Requirements under the Benefits Improvement and Protection Act (BIPA) allow Medicare fee-for-service beneficiaries to request an appeal upon notification of discharge or termination of services at a comprehensive outpatient rehabilitation facility (CORF), home health agency (HHA), hospice, or skilled nursing facility (SNF). CORFs, HHAs, hospices, and SNFs will be required to issue Medicare fee-for-service beneficiaries a notice of Medicare provider non-coverage (Generic Notice) that informs the beneficiary of the date that coverage of services is going to end, and describes what should be done if the beneficiary wants the decision to be reviewed.

The CORF, HHA, hospice, or SNF is responsible for delivering the Generic Notice no later than two days before the covered services will end. If there is more than a two day span between services (e.g. in the home health setting) the Generic Notice should be issued the next to last time services are furnished. The notice must explain to beneficiaries their rights to the new appeal process regarding their impending discharge or termination of services. A "valid" notice must be delivered correctly to the beneficiary or authorized representative. The notice must have the correct patient-specific information, the date that coverage of services ends, and identifies the appropriate QIO and appeal rights. The Colorado Foundation for Medical Care is the QIO for the state of Colorado (CFMC).

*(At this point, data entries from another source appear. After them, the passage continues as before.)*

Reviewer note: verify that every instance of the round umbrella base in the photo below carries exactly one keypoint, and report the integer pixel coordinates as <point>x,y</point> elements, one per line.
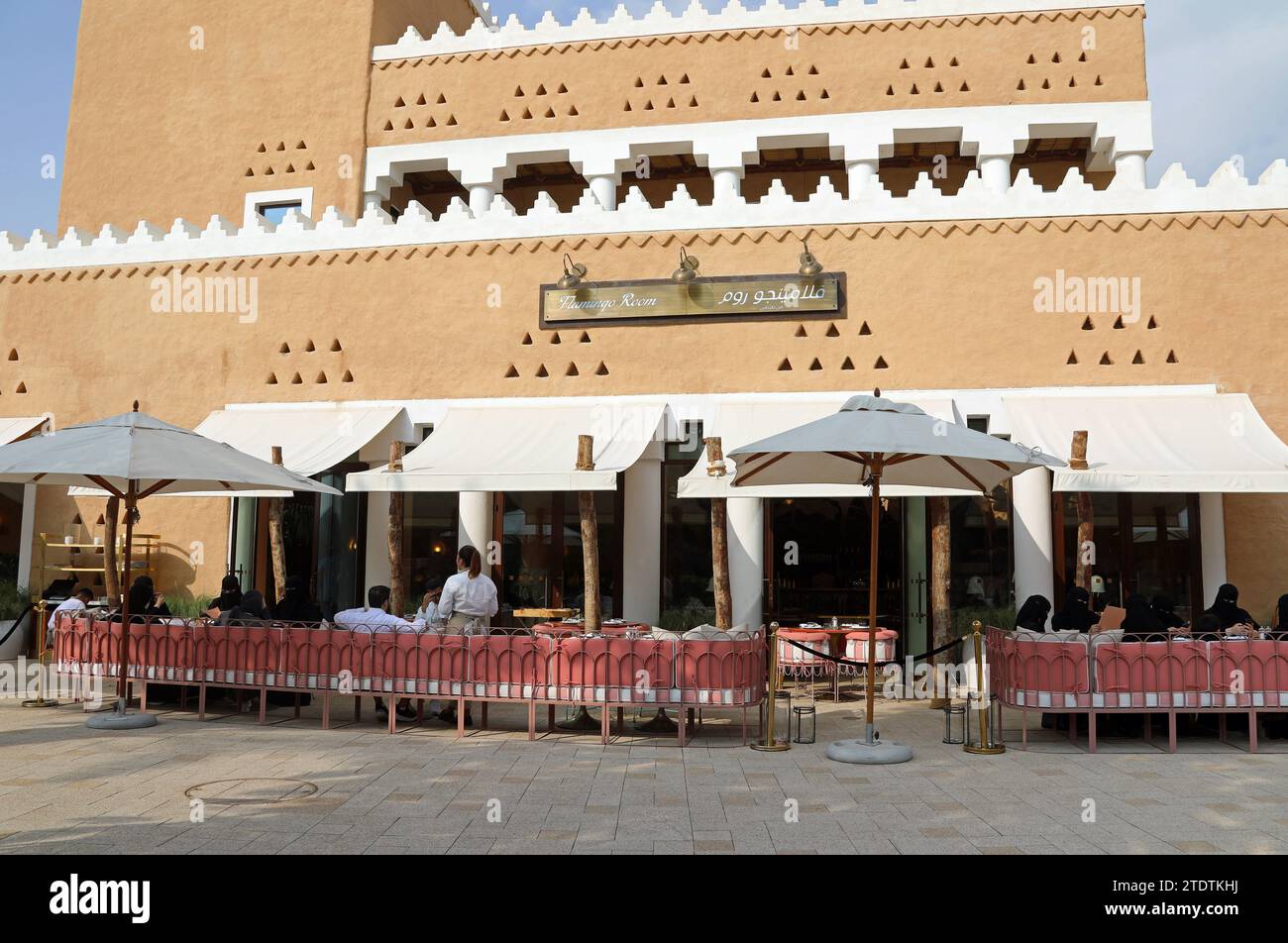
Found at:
<point>877,753</point>
<point>120,720</point>
<point>581,721</point>
<point>660,723</point>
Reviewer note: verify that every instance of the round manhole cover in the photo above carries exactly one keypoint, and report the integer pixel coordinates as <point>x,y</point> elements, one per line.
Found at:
<point>252,791</point>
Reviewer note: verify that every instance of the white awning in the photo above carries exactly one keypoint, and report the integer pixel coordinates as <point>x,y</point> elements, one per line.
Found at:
<point>313,437</point>
<point>523,447</point>
<point>739,423</point>
<point>1155,444</point>
<point>13,429</point>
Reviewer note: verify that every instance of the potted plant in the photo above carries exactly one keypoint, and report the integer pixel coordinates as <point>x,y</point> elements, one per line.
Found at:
<point>13,603</point>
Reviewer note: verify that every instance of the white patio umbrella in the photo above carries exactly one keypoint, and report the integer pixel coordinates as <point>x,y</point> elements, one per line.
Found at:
<point>133,457</point>
<point>871,441</point>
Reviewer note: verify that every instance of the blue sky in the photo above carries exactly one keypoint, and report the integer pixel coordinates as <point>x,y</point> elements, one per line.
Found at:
<point>1218,76</point>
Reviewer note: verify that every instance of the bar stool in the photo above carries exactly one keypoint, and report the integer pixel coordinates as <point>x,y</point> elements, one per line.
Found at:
<point>951,711</point>
<point>800,711</point>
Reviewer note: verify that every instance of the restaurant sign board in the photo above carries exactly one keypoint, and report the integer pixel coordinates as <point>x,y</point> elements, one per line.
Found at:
<point>702,299</point>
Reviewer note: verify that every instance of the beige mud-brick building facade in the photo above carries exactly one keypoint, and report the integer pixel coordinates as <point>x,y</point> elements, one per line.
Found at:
<point>390,185</point>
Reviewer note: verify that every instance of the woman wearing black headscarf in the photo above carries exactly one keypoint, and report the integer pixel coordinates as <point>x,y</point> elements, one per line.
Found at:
<point>145,600</point>
<point>228,598</point>
<point>250,612</point>
<point>1033,615</point>
<point>1076,616</point>
<point>1227,608</point>
<point>1280,628</point>
<point>1140,624</point>
<point>296,605</point>
<point>1164,611</point>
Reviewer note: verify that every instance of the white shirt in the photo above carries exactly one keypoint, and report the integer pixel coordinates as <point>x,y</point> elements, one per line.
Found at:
<point>469,596</point>
<point>368,620</point>
<point>72,604</point>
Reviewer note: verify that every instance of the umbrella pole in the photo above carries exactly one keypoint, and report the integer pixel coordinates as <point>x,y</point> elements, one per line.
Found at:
<point>868,749</point>
<point>119,719</point>
<point>872,598</point>
<point>130,504</point>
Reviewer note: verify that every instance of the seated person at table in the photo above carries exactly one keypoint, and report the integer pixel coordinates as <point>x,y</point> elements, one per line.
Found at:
<point>375,617</point>
<point>1279,630</point>
<point>468,594</point>
<point>145,602</point>
<point>295,604</point>
<point>1141,624</point>
<point>1076,616</point>
<point>1227,608</point>
<point>428,609</point>
<point>1206,628</point>
<point>230,595</point>
<point>1033,615</point>
<point>250,611</point>
<point>1164,609</point>
<point>73,607</point>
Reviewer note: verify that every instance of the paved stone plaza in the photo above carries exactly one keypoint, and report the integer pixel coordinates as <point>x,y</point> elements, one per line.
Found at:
<point>68,789</point>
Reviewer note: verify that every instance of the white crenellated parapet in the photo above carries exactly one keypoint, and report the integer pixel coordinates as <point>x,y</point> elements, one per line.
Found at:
<point>1228,191</point>
<point>489,34</point>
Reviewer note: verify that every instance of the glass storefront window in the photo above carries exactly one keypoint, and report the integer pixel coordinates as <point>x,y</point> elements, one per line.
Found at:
<point>541,556</point>
<point>527,550</point>
<point>1107,550</point>
<point>429,540</point>
<point>820,560</point>
<point>982,550</point>
<point>1142,543</point>
<point>1162,548</point>
<point>688,596</point>
<point>340,548</point>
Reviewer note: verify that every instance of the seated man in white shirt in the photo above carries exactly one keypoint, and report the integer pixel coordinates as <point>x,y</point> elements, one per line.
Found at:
<point>428,609</point>
<point>73,605</point>
<point>375,617</point>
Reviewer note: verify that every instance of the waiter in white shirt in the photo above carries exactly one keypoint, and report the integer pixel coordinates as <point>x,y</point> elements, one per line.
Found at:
<point>77,603</point>
<point>468,594</point>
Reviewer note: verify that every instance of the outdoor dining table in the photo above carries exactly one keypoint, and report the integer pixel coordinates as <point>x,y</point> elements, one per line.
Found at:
<point>836,643</point>
<point>613,628</point>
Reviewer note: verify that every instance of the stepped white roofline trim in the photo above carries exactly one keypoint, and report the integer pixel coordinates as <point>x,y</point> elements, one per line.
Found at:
<point>487,35</point>
<point>688,407</point>
<point>1176,193</point>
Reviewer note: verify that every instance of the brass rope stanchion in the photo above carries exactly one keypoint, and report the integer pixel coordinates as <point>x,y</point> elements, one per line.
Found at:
<point>39,701</point>
<point>771,745</point>
<point>986,745</point>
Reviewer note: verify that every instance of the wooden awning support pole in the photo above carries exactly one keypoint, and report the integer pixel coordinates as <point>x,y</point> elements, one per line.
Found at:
<point>1086,547</point>
<point>589,539</point>
<point>111,560</point>
<point>720,539</point>
<point>275,543</point>
<point>940,579</point>
<point>397,585</point>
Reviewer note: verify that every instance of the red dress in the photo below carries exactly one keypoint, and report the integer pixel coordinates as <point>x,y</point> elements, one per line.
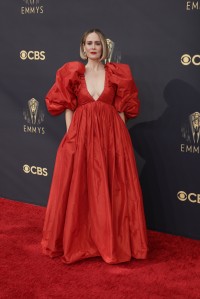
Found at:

In order to qualify for an expedited review, the beneficiary must contact CFMC to request an appeal no later than noon on the day before services are to end if he/she disagrees with the notice. When a beneficiary requests an appeal, CFMC will notify the provider of the appeal request. The provider is responsible for providing a Detailed Notice to the beneficiary and the QIO that is patient specific, and provides a detailed explanation of why coverage is ending. The provider will have to furnish, within a strictly limited time frame, the medical records requested and the Generic and Detailed Notice to CFMC for the review process. Based on the timeframes associated with the expedited review process, CFMC’s decision should take place 72 hours after receipt of the beneficiary's request for a review. The beneficiary or his/her authorized representative, the provider, and the physician are notified of CFMC's determination.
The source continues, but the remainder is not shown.